The appellant further contends that the board had no authority to issue bonds under the third section of Act 166, supra, for the reason that at the time of its passage there were no certificates of indebtedness outstanding, inasmuch as the work contemplated by the act of 1917 was never performed and no certificates of indebtedness were actually issued under the authority of such act. But the language of section 3 of act 166, supra, shows that the board was authorized to issue certificates of indebtedness in the sum of $100,000 not only for the indebtedness of the district “incurred during the overflow of 1918,” but also “for the purpose of raising funds to pay for the present necessary work of raising, strengthening, and repairing the levee of said district. ’ ’
Although it appears from the allegations of the complaint that the Legislature made a mistake in finding that there was a present indebtedness against the district for work done during the overflow of 1918, yet the language of the third section of the act shows that the Legislature was not under any misapprehension as to the existing necessity of raising, strengthening, and repairing” the levee of the district. There are no allegations of fact in the complaint showing, that the necessary work to be done, in order to effectuate the purpose in building the levee, namely, to protect the lands from overflow, would cost less than the sum of $100,000. To be sure, the Legislature would have no power to authorize the issuance of bonds to liquidate an indebtedness which had not been, and which would never be, incurred. But taking the language of the act as a whole it clearly evinces the purpose to provide a fund to be expended in necessary work on. the levee.

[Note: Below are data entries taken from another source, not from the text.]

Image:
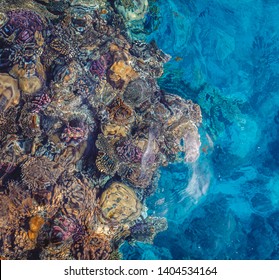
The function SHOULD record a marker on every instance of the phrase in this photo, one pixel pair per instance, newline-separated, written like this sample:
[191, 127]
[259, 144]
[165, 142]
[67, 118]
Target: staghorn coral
[40, 173]
[120, 204]
[93, 246]
[9, 92]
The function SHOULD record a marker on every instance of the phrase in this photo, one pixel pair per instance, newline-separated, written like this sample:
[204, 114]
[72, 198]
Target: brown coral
[119, 203]
[121, 73]
[40, 173]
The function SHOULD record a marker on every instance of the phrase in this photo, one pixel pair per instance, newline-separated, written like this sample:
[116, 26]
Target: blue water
[225, 206]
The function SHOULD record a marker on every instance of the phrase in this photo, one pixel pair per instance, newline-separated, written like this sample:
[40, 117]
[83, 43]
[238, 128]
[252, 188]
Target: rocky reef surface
[84, 128]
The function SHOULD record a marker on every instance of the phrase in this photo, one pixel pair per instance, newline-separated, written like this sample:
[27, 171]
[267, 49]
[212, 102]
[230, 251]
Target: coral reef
[84, 128]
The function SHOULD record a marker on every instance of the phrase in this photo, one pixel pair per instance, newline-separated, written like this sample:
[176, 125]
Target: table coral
[84, 128]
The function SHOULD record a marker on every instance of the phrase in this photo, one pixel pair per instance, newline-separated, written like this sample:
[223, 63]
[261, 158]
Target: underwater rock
[84, 128]
[120, 204]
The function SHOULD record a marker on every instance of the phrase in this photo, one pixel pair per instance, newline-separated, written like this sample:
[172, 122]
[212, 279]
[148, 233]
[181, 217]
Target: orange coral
[122, 73]
[35, 224]
[9, 92]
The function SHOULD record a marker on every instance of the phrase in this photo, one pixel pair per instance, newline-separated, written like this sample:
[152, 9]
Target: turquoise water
[225, 58]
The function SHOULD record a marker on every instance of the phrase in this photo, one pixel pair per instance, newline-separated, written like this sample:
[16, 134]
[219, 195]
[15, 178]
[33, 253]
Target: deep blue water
[225, 58]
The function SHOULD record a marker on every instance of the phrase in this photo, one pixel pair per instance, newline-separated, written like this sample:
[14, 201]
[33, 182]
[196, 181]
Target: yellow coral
[35, 224]
[114, 130]
[9, 92]
[30, 85]
[120, 70]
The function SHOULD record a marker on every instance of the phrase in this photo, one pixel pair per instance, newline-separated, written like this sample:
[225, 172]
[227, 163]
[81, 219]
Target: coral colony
[84, 128]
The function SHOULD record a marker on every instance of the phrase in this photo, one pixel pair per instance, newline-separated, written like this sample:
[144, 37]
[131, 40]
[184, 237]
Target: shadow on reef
[84, 128]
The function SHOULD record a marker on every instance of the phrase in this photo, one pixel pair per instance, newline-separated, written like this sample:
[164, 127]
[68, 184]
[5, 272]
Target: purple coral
[65, 228]
[127, 151]
[25, 23]
[40, 102]
[100, 66]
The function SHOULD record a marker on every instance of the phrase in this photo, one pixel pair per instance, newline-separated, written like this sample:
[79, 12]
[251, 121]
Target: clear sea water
[225, 206]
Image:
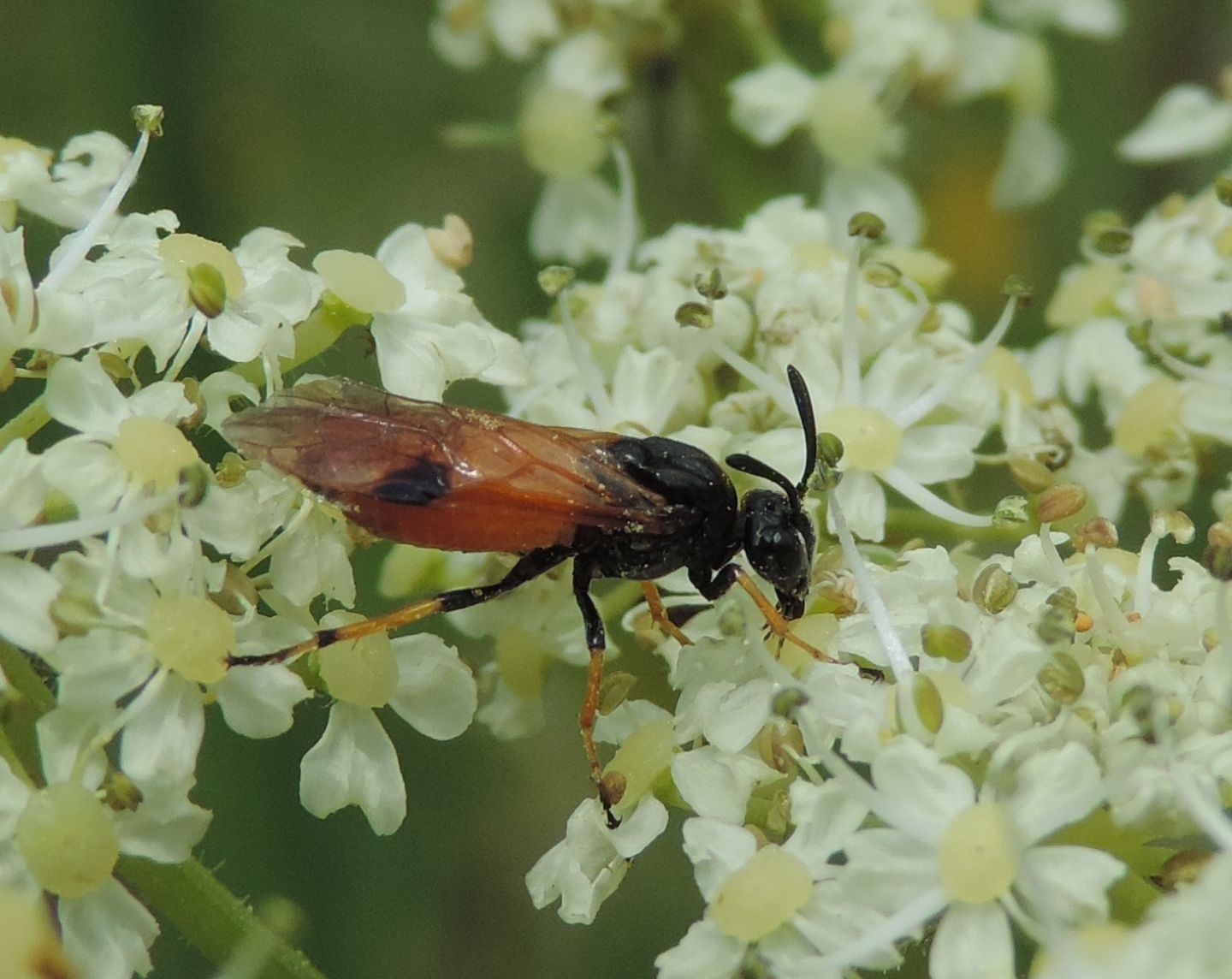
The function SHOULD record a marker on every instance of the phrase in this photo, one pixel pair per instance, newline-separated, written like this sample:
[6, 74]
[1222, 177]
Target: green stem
[316, 335]
[26, 423]
[907, 522]
[213, 920]
[187, 895]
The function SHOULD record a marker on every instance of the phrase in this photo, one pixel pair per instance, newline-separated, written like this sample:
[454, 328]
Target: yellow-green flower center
[184, 252]
[68, 840]
[190, 635]
[560, 132]
[363, 672]
[764, 894]
[979, 855]
[153, 450]
[642, 758]
[871, 439]
[360, 282]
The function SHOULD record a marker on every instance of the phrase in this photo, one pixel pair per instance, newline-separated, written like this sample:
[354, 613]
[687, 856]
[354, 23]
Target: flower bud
[993, 590]
[615, 691]
[554, 279]
[713, 285]
[148, 119]
[1223, 190]
[1011, 512]
[945, 643]
[207, 288]
[1058, 502]
[68, 840]
[1113, 242]
[882, 276]
[1098, 531]
[1063, 679]
[1030, 473]
[695, 315]
[453, 243]
[867, 224]
[928, 703]
[1175, 525]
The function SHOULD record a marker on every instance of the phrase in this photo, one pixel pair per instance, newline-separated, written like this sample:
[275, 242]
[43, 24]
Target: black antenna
[805, 406]
[756, 467]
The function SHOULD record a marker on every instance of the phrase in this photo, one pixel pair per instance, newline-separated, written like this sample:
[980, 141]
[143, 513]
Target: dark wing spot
[417, 484]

'Being convinced that such was the intention of the Legislature from the language employed, it is our duty to give effect to the statute, even though some of the language indicates that it was used under a mistake of fact. The words “incurred during the overflow of 1918” should be treated as surplusage, and could and should, be eliminated in order to carry out the manifest purpose of the Legislature. This view is in accord with recognized canons for the correct interpretation of statutes, as announced by the best authors on the subject, and often approved by our own court. See Lewis’ Sutherland on Stat. Con., secs. 363 to 384, inclusive, also secs. 489, 490; Endlich on the Int. of Stat., sec. 365, chap. 4, sec. 73, sec. 264, 265; Bowman v. State, 93 Ark. 168; Garland Power & Dev. Co. v. State Board of R. R. Incorp., 94 Ark. 422; Snowden v. Thompson, 106 Ark. 517; State v. Trulock, 109 Ark. 556; Nakdimen v. Ft. Smith & Van Buren Bridge Dist., 115 Ark. 194; and other cases cited in 4th Crawfords’s Digest, p. 4677, sections 53, 54, 55.
It is alleged in the complaint that the issues of bonds under Acts'166 and 178, supra, will cause the indebtedness of the district to greatly exceed the benefits assessed against the lands of the district, but no facts are allege'd to show that such is the case. In Moore v. Board of Directors of Long Prairie Levee Dist., supra, we held that the courts cannot review “merely on general allegations that the assessments are arbitrary, excessive, and confiscatory.” Facts must be pleaded which show that the decision of the law makers was not merely erroneous, but that it was manifestly outside of the range of the facts.
■ In disposing of the allegations of the complaint on demurrer and ruling that act 178 of the Acts of 1919, supra, is not open to the objection here urged against it, we reserve our decision as to its validity if its constitutionality should be challenged on other grounds.
Finding no error in the ruling of the court, its judgment is affirmed.